7. If the natives become restless, the festival starts to deteriorate into an orgy of mayhem and violence, and a random stranger who looks like Beavis asks you to help tip something over or set something aflame, do not accept the offer. Or at least wait for a camera crew before proceeding.


8. Every band has a fan that can only be described as "That Guy." "That Guy" knows the length of every song, can link the band’s latest album to a current political issue, and thinks the band is singing about him in every song. You’ll first meet him buying a beer. Then he’ll be in front of you by what the concert promoters have charitably called the “restrooms.” By this time he’ll consider you his friend, slap you on the back with drunken gusto, and give you a nickname like Johnny One Punch, even though you’re name is Evgeny and you’re from Latvia. Avoid That Guy at all costs.

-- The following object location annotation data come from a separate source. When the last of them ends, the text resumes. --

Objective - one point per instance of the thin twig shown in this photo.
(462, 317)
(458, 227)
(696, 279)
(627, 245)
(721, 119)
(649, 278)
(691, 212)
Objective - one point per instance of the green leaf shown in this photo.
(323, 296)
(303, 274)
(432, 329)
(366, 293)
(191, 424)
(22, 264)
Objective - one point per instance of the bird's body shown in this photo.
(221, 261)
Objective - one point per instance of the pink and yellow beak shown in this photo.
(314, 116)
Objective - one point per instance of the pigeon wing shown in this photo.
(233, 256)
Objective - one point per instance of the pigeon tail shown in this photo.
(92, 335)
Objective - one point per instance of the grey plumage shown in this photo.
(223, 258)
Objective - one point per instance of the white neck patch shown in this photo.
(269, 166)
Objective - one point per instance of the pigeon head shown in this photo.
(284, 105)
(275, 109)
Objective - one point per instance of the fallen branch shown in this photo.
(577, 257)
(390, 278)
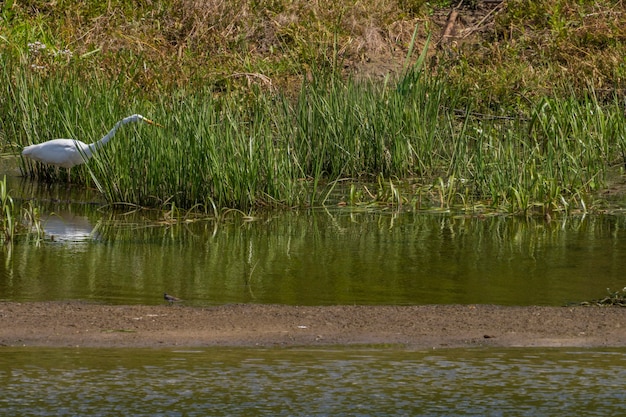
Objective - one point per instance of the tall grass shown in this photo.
(259, 149)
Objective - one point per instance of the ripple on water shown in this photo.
(220, 381)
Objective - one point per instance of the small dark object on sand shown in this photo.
(170, 298)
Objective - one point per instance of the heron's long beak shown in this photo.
(150, 122)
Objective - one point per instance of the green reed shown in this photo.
(262, 149)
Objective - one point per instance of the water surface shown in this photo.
(312, 257)
(312, 382)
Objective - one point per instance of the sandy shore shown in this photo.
(61, 324)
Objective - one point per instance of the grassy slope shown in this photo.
(519, 47)
(503, 59)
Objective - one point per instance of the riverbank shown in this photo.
(76, 324)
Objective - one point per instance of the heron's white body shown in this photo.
(68, 153)
(65, 153)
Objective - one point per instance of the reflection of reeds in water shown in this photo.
(273, 151)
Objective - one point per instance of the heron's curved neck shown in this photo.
(93, 147)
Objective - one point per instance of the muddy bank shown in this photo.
(55, 324)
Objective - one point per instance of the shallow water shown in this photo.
(312, 382)
(315, 257)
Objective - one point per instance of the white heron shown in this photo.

The final band on the final night is playing the final song. The concert promoters and sponsors are loading their crates of money into vans under cover of darkness. Limbs and legs are strewn over the festival grounds like a Fiona Apple video. You haven’t bathed in 72 hours, your car keys were lost in the Great Unknown, mud and beer have mixed into your clothes to form a potentially fatal epoxy, and your girlfriend’s been backstage for a while and you’re getting suspicious.

But you’re still breathing and have a few musical memories you won’t forget. Survey the carnage and take a deep breath. You survived.